Robert Livingston, graduate student senator and proposer of the bill, said it was his goal to provide more say for the graduate students.

“I fully endorse the bill. It will change the articles of cooperation, and it has helped to do what they were intended to do — provide a say for both GSB and GSS,” Livingston said.

Adam Obrecht, agriculture senator and one of the proposers of the bill, said he thinks the biggest benefit will be that GSB and GSS will work closer together.

“This will get GSB and GSS on a more common ground of talking about the funding procedure and will allow for more cooperation between the two organizations,” Obrecht said.

The bill will amend the articles of cooperation to create the Student Government Joint Allocations Committee, which will consist of the GSB finance director, the GSS treasurer, two GSB senators appointed by the GSB president with the approval of the Senate and one GSS representative appointed by the GSS president with the approval of the senate.

Steve Elliott, finance director, said the Daily, Student Legal Services and ASSET are groups that are considered above the “split.”
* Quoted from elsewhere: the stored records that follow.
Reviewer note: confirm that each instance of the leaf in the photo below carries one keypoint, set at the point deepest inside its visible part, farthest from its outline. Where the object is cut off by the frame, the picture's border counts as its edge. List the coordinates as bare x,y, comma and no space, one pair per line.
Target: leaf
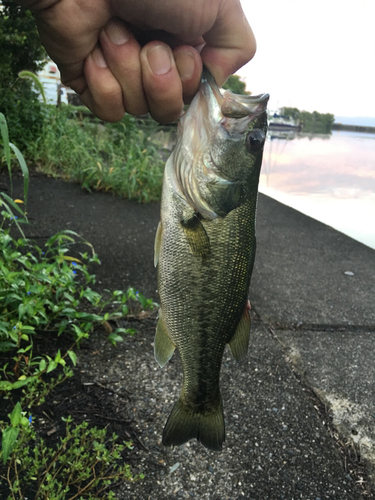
25,170
38,84
10,435
72,355
5,385
51,365
113,338
73,259
5,136
15,416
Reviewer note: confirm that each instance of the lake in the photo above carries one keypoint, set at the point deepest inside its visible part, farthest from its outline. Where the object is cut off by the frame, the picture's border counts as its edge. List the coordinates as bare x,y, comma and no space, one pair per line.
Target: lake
328,177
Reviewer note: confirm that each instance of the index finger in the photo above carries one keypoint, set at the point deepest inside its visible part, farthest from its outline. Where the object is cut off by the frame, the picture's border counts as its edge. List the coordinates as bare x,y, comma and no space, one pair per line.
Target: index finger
230,43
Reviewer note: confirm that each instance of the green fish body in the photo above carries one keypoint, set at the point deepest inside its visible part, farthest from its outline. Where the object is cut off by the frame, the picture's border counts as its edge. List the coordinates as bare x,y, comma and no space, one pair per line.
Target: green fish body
205,249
The split is determined to be the groups that are used by all students and are given funds by student fees before the money is allocated to the GSB and GSS to fund student groups.

All students pay fees to the university, Obrecht said. Of that, a designated amount goes to the student government. Before the money is divided between the GSB and the GSS, those three groups are funded. This ensures that all students pay an equal contribution to the groups. These groups were chosen because they are used by all students or are available to all students equally at the university.
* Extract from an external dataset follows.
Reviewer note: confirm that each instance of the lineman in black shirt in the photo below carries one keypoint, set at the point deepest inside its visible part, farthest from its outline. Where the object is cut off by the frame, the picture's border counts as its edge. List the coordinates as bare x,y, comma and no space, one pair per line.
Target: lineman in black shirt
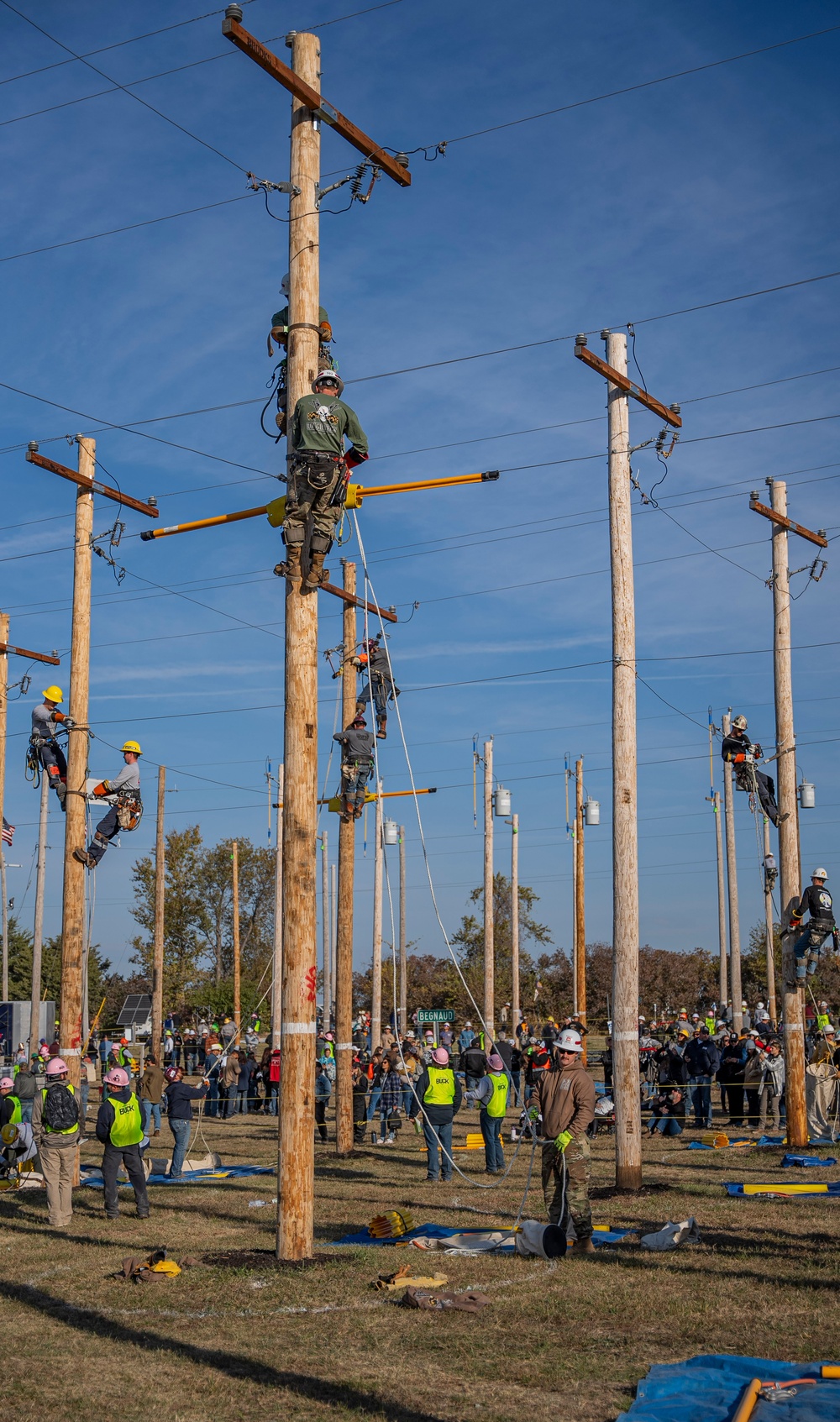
357,763
741,753
816,902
The new “super” finance committee will look at the items that are funded above the split and decide which organizations should be classified as such, Obrecht said.

He said in the past, groups have gone through the GSB funding procedure and then had to be approved by the GSS. The new committee will hopefully make it easier for the groups to get funded, Obrecht said.

Last year the Daily was funded $89,000, ASSET was funded $151,000 and Student Legal Services was funded $141,000.

Elliott said the new committee will not drastically change the funding for the organizations.

In the past, he said, GSB has determined the amount of those budgets without any input from the graduate students. The new committee was formed so that both the GSS and GSB can review the three organizations’ budgets. He said the graduate students now can have a say in the budget by being represented on the committee to determine the allocations.